From the agronomical point of view, Enterobacter sp. R4-368 is a promising biofertilizer strain. Apart from the confirmation of early growth parameters (Figures 3 &4, Table 1 & Table 2), which are similar to other findings with a related strain, E. cancerogenus[49], we have provided strong evidence that Enterobacter sp. R4-368 significantly improved yield parameters even in the presence of nitrogen fertilizer application and competing nitrogen-fixing bacteria that are diverse and abundant in the non-sterilized soil (Figure 4; Additional file1: Table S1). In addition, we have demonstrated that PGP activity of R4-368 is only partially attributed to its nitrogen-fixing activity as ∆nif mutants retained substantial PGP activity (Table 2). Furthermore, we have showed that the nif genes of Enterobacter, from the result of partial genome sequence of Enterobacter sp. R4-368, showed the highest similarity to those of K. pneumoniae, which belongs to the same Enterobacteriaceae family, and have identical gene organization (Figure 5). In contrast, Enterobacter sp. 618, which is a documented efficient PGP bacterium on poplar, lacks the nif genes and, hence, growth promotion is believed to be result from secretion of auxin and volatile compounds. Although growth promotion by Enterobacter sp. 618 is also associated with increased leaf area, photosynthesis efficiency is not affected by the bacteria inoculation[42].

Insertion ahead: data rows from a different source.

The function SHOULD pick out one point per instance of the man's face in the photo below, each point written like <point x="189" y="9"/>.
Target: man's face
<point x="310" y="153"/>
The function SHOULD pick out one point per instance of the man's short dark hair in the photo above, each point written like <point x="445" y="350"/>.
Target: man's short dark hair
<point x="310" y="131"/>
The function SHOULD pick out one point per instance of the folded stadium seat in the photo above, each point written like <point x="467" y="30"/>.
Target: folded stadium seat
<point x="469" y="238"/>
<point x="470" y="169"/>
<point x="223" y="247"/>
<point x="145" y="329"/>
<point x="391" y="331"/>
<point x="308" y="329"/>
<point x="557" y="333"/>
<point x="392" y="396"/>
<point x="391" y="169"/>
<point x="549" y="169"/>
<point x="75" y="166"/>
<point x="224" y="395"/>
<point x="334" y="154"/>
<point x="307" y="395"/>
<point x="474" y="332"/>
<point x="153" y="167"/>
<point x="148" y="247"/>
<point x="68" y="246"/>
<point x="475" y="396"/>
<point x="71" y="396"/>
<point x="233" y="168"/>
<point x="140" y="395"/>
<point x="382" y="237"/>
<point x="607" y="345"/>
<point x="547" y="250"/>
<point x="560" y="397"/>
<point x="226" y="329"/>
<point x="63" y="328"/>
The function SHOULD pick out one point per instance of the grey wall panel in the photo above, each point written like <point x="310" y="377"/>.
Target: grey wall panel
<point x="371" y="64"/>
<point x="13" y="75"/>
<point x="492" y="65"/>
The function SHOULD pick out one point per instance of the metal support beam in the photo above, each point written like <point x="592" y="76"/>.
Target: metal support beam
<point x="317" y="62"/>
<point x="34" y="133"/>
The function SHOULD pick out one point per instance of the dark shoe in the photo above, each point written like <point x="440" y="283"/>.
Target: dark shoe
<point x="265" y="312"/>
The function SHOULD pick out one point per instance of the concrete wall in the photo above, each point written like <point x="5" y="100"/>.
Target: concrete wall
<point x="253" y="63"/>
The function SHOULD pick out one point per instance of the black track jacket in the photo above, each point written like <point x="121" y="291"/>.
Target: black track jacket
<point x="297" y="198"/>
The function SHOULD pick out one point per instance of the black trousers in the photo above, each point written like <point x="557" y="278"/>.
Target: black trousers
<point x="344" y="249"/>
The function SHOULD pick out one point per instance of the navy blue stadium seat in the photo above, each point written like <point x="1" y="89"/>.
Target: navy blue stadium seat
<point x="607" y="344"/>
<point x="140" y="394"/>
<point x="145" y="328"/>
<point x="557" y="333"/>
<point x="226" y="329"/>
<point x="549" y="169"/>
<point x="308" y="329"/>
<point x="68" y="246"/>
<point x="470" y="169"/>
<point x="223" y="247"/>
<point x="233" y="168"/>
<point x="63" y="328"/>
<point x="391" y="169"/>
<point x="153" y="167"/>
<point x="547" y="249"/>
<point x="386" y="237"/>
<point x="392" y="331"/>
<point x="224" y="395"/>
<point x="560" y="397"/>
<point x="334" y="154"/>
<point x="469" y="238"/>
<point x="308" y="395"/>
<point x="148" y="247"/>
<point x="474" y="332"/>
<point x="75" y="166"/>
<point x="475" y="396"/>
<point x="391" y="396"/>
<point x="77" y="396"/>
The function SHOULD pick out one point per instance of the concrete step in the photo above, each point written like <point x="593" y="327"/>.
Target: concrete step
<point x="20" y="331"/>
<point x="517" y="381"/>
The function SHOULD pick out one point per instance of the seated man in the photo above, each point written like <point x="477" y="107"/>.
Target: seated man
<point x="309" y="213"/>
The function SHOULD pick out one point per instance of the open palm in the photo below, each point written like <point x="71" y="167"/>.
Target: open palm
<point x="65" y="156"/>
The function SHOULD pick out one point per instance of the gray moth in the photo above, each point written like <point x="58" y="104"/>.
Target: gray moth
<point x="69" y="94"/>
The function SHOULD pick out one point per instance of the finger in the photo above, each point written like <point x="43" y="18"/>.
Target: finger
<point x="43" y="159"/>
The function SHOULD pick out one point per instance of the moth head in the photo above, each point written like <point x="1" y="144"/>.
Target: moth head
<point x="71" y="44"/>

Colonization of Jatropha roots by strain R4-368 was very similar to that of other endophytes reported so far. Colonization events by diazotrophs have been studied in several grass species. For example, Azospirillum brasilense forms a characteristic pattern of wheat colonization that involves invasion of root hair cells[53] and colonization of the root tip[54]. Herbaspirillum seropedicae and Azoarcus sp. colonized the root cortex, root cap, epidermis, exodermis, and xylem of the host crops studied[5557]. Pantoea agglomerans has been found in the intercellular spaces of wheat roots[58]. The colonization of maize by K. pneumoniae was distinct in that it was typically found in the zone of root hair formation but only occasionally formed colonies on or in the root hairs. The pattern of stem colonization contrasted with root colonization whereby the intercellular spaces of the stem cortex were inhabited by single cell or cluster of cells[59]. Enterobacter cloacae strain GS1 colonizes rice root under hydroponic conditions showed multicellular aggregates embedded in an extracellular matrix cemented to the root surface on 7 DAI[60]. We found that strain R4-368 formed microcolonies on the root hairs and also in the inter-cellular spaces of the root cortex (Figure 6A-D). When attached to roots, bacteria often increase in numbers by several cell divisions, resulting in the establishment of a microcolony. Invasion of root tissue might take place from such established microcolonies as it was able to secret endoglucanase under in vitro conditions (Figure 6G-H). Enumeration of surface-sterilized root/shoots suggests that the bacterium colonized the interior of the tissues since the experimental conditions assured complete sterilization. Another advantage of R4-368 is its ability to move stem tissue, potentially enhancing its nitrogen-fixing capacity in planta. In addition, we found that nif mutation did not significantly affect colonization of Enterobacter sp. strain R4-368. This is similar to the observation with Acetobacter diazotrophicus in sugarcane[61] but it is in contrast to Azoarcus spp. in which the nif mutant lost the ability to colonize and persist in the rhizosphere of kallar grass[56]. It is interesting to note that R4-368 was not detected in leaf tissues. A direction for future research should address if synergism exists when R4-368 is co-inoculated with other plant growth promoting bacteria, e.g., leaf-colonizing nitrogen-fixing strains and mycorrhiza.

Conclusions

Enterobacter sp. strain R4-368 is a very promising biofertilizer inoculant for Jatropha as it not only improved biomass accumulation but also seed yield. Mechanistically, the strains appeared to exert its growth promotion mainly by its ability to fix nitrogen in the rhizosphere and stems, thereby improving nutrient conditions of the plants, which leads to improved photosynthesis due to greater photosynthetic area and chlorophyll content. However, the strain has the other PGP activity that remains to be determined. The application of the strains is likely to significantly improve the commercial viability of Jatropha plantations due to the reduced fertilizer cost and improved oil yield.

Materials and methods

Jatropha seedlings

Seeds of J. curcas L. cv. MD44 were used throughout the experiments. Surface sterilization of seeds was done by washing coat-less seed kernels in 75% ethanol (v/v) for 1 min and 10% H2O2 (v/v) for 60 min followed by 3–5 rinses in sterilized distilled water. After soaking overnight at 28°C in darkness, they were germinated on a hormone-free seed germination medium (1/2 MS salt, B5 vitamins, 5 g l-1 sucrose, 0.5 g l-1 MES and 2.2 g l-1 phytagel, pH 5.6) in Phytatrays (Sigma, USA) in a tissue culture room with a temperature of 25°C ± 2°C and 16/8 h light–dark cycles.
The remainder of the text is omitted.